- Born: Hackney, London, England
- Political party: Current: Hastings Independents Previously: Labour Party England
- Movement: Peace movement and human rights
- Awards: Peter Duffy Award 2007
- Website: http://www.vcnv.org.uk/

= Maya Evans =

Labour Councillor

Maya Evans is a British politician and activist. She is a councillor on Hastings Borough Council representing Hollington ward in East Sussex. She is currently cabinet member for Environment and was described as the "climate change champion" in 2019.

Evans was arrested in October 2005 near the Cenotaph war memorial in London, after refusing to stop reading aloud the names of British soldiers who had been killed in Iraq following the 2003 Iraq war.

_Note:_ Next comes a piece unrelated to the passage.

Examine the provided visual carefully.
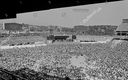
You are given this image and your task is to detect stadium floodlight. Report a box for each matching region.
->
[83,7,102,24]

She became the first person to be convicted under the Serious Organised Crime and Police Act 2005 for taking part in an unauthorised demonstration within 1 km of Parliament Square. She received a conditional discharge and a fine. In December 2006, she lost an appeal against the convictions.

Evans is one of the main campaigners in the group 'Voices for Creative Non-Violence UK' focusing on the ongoing conflict in Afghanistan. She has been on speaking tours in the UK in 2006, 2007 and 2012, her letters appear regularly in The Guardian and The Independent, and until 2011 she had a regular column in the monthly Peace News. On 10 December 2007, Human Rights Day, Evans was awarded the Peter Duffy Award by the pressure group Liberty "for her campaigning work and commitment to the cause of liberty" and "courage in standing up for our fundamental rights to peaceful protest and freedom of speech".

She is a member of the International Organization for a Participatory Society.

==Afghanistan and legal challenges==
In June 2009, Evans sought a judicial review of the detainee transfer policy applying to Afghans captured by British soldiers, following claims they were subject to torture, including by beating and electrocution, after being handed to Afghan authorities such as the National Directorate of Security (NDS). The hearing, in April 2010, included evidence from the Royal Military Police, and was partly held in secret, with much of the evidence not available to Evans's lawyers. The judges described their ruling, on 25 June 2010, as a "partial victory" for Evans, concluding that there was "a real risk that detainees transferred to NDS Kabul will be subjected to torture or serious mistreatment" and transfers would "therefore be in breach of the Secretary of State's policy and unlawful", but transfers to other NDS facilities (Kandahar and Lashkar Gah) could continue provided specified conditions were met, such as the right of British monitors to get access to the detainees regularly. After the ruling, the United Nations Assistance Mission in Afghanistan "found compelling evidence that NDS officials at five facilities systematically tortured detainees", including at least one facility, at Kandahar, that had been pronounced safe for detainee transfers by the High Court.

In 2010, Evans called for a judicial review over alleged civilian killings by British forces in Afghanistan. On 12 May 2011, she won a separate action against cuts to legal aid for judicial review cases that were brought in the general public interest, submitting that the motive behind the cuts was to avoid government accountability rather than to save money. Lord Justice Laws and Mr Justice Stadlen found that the government had not properly revealed the "true reasons" behind their proposed amendments to legal aid, and that the consultation process had been "legally defective". The ruling against the cuts was hailed as "a significant victory for the rule of law."

In December 2011, Evans joined Voices for Creative Nonviolence on the first British peace delegation to Afghanistan, visiting a refugee camp to deliver aid raised by other British peace activists. She visited Kabul again at Christmas 2012 as a guest of Afghan peace makers.